Le gouvernement doit communiquer sans attendre sur le plan de déconfinement pour entretenir l’espoir et casser l’impatience des citoyens. Se taire sur cette attente serait contre-productif et pourrait pousser certains à rompre le confinement de façon désordonnée. Les congolais ont le droit de savoir quand et comment ils pourraient reprendre une vie normale

Depuis l’apparition du premier cas annoncé par le Ministère de la Santé, le 14 mars 2020, le gouvernement a multiplié les mesures pour endiguer l’épidémie et limiter sa létalité dans notre pays. Dès le 30 mars 2020, le Président de la République a décidé d’encadrer juridiquement ces mesures exceptionnelles en décrétant l’état d’urgence sanitaire sur toute l’étendue du territoire national, avec confinement a domicile de la population pour une durée de 30 jours.
Cette durée a été ramenée à 20 jours par le Décret n° 2020-93 du 30 mars 2020 portant déclaration de l’état d’urgence sanitaire en République du Congo pour être conforme aux prescriptions de l'article 157 de la constitution du 25 octobre 2015. 
Malgré tout, la construction demeurait imparfaite. Il manquait en effet la loi organique déterminant les conditions de mise en œuvre de l’état d’urgence telles que prévues par la constitution, préalable à une éventuelle prorogation de l’état d’urgence sanitaire.

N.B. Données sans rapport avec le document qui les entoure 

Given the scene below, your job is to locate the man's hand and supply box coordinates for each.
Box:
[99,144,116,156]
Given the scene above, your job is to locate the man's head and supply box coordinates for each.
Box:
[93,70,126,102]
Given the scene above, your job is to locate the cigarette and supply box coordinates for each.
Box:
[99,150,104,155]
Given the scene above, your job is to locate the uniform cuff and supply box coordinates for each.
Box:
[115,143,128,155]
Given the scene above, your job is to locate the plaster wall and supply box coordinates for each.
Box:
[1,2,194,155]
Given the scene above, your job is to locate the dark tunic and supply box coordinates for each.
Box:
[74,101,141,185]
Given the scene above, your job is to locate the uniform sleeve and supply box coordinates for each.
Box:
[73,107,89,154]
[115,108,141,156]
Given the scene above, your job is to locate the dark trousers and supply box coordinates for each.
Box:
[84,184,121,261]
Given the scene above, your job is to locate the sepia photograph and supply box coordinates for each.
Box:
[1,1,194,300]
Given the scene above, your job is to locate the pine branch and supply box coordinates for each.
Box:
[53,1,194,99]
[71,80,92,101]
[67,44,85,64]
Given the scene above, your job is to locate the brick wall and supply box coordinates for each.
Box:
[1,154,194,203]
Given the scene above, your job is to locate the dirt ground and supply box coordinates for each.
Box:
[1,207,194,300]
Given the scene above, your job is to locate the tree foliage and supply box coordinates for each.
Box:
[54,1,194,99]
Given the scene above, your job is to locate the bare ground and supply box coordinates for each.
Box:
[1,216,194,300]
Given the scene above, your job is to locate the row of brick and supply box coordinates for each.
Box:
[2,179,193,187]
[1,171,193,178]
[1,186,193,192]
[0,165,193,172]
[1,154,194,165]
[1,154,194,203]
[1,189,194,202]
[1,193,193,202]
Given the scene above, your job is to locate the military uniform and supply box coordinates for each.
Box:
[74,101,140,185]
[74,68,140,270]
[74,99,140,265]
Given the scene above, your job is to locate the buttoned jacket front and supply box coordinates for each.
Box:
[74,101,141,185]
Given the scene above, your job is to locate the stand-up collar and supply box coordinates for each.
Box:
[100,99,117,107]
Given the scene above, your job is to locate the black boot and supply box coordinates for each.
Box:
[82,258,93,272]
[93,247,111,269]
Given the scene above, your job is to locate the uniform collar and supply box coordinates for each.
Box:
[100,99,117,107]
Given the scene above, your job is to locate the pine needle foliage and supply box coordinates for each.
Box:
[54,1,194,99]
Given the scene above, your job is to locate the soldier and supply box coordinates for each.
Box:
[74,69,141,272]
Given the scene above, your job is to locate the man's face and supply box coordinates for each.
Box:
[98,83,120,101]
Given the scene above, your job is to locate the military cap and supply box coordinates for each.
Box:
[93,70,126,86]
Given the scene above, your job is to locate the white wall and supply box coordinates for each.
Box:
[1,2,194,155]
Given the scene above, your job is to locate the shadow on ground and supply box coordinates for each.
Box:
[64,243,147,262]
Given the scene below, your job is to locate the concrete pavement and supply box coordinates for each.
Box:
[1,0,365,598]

C’est dans ces conditions, que le Président de la République a saisi le président du parlement pour être autorisé à proroger l’état d’urgence sanitaire conformément à l’article 158 de la même constitution. Il a également demandé que soit inscrit à l’ordre du jour de la session extraordinaire du parlement entre autres points, le projet de loi portant détermination des conditions de mise en œuvre de l’état d’urgence et de l’état de siège. 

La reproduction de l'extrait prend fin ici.